As part of the discussions Protiviti shared a good practice approach to Outcomes Monitoring. The key elements of this are:

  1. Start with the end-to-end customer journey or product lifecycle and identify the key customer touch and decision points and the regulatory requirements along this
  2. For each key touch and decision point and regulatory requirement define what you want the intended good outcome to be and the contra poor outcome or risk to good outcome that the customer journey should prevent
  3. These defined good outcomes can then be broken into constituent parts or elements that can be tested and measured as part of a monitoring and testing framework
  4. The monitoring and testing will result in quality assurance, data collection, reporting and assurance for governance and oversight functions
  5. All of which should lead to relevant analysis and assessment, including – and this is really key – root cause analysis to deliver ongoing improvement activity.

In practical terms and taking a customer complaints journey as an example, an intended outcome for a customer complaint could be something like “a customer receives appropriate redress where they have experienced harm”. This is the outcome we want our assessment of a complaint to have resulted in.

To assess whether this outcome has been delivered we would need to review the quality of complaint handling to look at whether the customer experienced actual or potential harm at all customer touch points, decisions points, interactions and regulatory requirements of the product or service being complained about. This individual outcome assessment would feed into a broader collection of complaints outcome testing which would be reported into appropriate governance.

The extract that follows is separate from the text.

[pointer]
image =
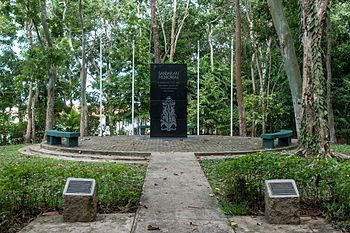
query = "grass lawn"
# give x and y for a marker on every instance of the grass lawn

Outcomes Monitoring and Testing is a critical part of the overall Outcomes Monitoring Framework. The Framework will include all your data about customer usage, price and value, customer understanding, customer support and feed into your holistic assessment as to the outcomes your products and services are delivering for customers.

At the recent FCA event marking the anniversary of the first year of Consumer Duty the regulator confirmed that Customer Outcomes Monitoring would continue to be a focus area for it in its monitoring and supervision of the embedding of the Duty. While many firms have begun to make some progress on developing outcomes monitoring frameworks, embedding these and driving continuous improvement through the outcomes monitoring framework and the root cause activity is the next and ongoing challenge.